Gamkaskloof South Africa Coordinates for Gamkaskloof on Google Earth. 33°22'29.3"S 21°37'47.3"E or click here to see it in Google Maps.

Brief History

Gamkaskloof is a legendary and remote valley situated in the heart of the Swartberg mountains, approximately 100 kilometers from Oudtshoorn in South Africa, also known as "Die Hel" and is surrounded by the Swartberg Nature Reserve.

The history is as fascinating as the natural beauty and splendor thereof. It is almost certain that the first inhabitants of Gamkaskloof were bushmen.

The Gamkaskloof was discovered in the early 19th century by farmers, but the first permanent settler was Piet Swanepoel, who settled in the valley in the 1830s. Later, the Marais, Cordier, Joubert, and Mostert families settled in the valley, After them families like the Nels and the Esterhuizens also followed. growing to a community of between 100 and 160 individuals. These locals did not call their valley Die Hel and did not like this name which "outsiders" used. They called it Gamkaskloof and referred to themselves as "Kloovers". Outsiders who came to settle here were called "inkommers" and were viewed with suspicion before they were accepted in the community.

Over decades, the inhabitants of the Kloof evolved into a homogeneous Afrikaans community. There were strong family ties, with parents looking after their children's well-being. People generally went to visit their relatives often. Divorce was unknown. Children who remained in the Kloof, stayed with their parents until they were married and then built their own homes near the house of the groom's parents. Land was seldom sold and was normally bequeathed to the children by their father.

These farmers farmed with goats, wheat and beans, and later the valley became renowned for the high quality of its dried fruit, They also farmed tea and tobacco, along with distilling witblits and brewing beer made from wild honey.

They would take their produce in a caravan of donkeys over the mountains to Prince Albert or along the the northern gap formed by the Gamka river to Calitzdorp once or twice a year. There they would exchange their produce for the essentials such as salt, paraffin and sugar. This northern access route could later not be used due to the construction of the Gamkapoort dam, which was completed in 1968,

In 1915 the first school (Kleinberg) was built with the teacher also leading the Sunday church, and in 1923 a second school followed. The last school was finally closed in 1981 as a result of many people leaving the kloof. The long droughts followed by floods, together with the new access road and the young people leaving for the bigger schools, led to the final exodus of the inhabitants out of the valley.

The residents had petitioned the government for many years to build a road into the valley.

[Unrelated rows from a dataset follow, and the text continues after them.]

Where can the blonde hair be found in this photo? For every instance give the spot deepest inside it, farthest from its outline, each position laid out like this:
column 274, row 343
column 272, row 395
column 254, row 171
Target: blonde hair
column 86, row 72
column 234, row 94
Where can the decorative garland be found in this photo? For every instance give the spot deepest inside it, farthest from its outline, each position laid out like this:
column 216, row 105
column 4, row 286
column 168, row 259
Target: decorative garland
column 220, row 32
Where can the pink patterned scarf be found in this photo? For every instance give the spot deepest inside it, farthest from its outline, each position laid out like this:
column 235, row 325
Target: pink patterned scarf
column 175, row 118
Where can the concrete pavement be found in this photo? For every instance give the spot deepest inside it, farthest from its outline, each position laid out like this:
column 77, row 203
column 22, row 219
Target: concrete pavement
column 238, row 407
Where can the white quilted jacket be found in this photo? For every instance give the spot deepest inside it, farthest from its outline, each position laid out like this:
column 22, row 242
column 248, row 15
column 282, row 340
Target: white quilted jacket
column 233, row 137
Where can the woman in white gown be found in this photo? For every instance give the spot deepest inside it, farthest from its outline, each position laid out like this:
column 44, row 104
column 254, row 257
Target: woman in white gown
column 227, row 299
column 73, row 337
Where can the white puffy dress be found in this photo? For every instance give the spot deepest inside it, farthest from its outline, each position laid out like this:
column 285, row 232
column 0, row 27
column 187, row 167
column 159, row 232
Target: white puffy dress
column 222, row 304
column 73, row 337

Eventually in March 1960 a road was started by Koos van Zyl, and completed in August 1962 on the eastern side of the valley to provide the necessary access for the inhabitants. It led to the depopulation of the community. The children attended high schools in the nearby towns and most of them did not return to the subsistence life in the valley. The elderly retired to retirement villages outside the valley and the number of residents diminished until the last person sold his home to the Western Cape Nature Conservation Board in 1991.

Piet and Magriet Swanepoel were the last of the original "Kloofers" to move out in 1991. Now one of the Gamkaskloofers, Annetjie Joubert, has returned to the valley and shares tales of the old days with her guests.

The valley was declared a national monument in 1997 and was included into the Swartberg Nature Reserve. Subsequently the cottages in the valley have been renovated and equipped with solar power and bathrooms.

The largest portion of the valley is currently under the management of Cape Nature. They, with the help of the SA Nature Foundation, Simon van der Stel Foundation and the National Monuments Council, are in the process of restoring the buildings in the valley. Onderplaas is being managed as a traditional farm to uphold and maintain the farming methods and traditions of the valley’s historic past.

References:

  • People of the Valley - Life in an Isolated Afrikaner Community in South Africa du Toit, Brian M Published by A A Balkema, 1974
  • The Hell : valley of the lions : Gamkaskloof the most isolated valley in South Africa Van Waart, Sue. LAPA Publishers, 2004.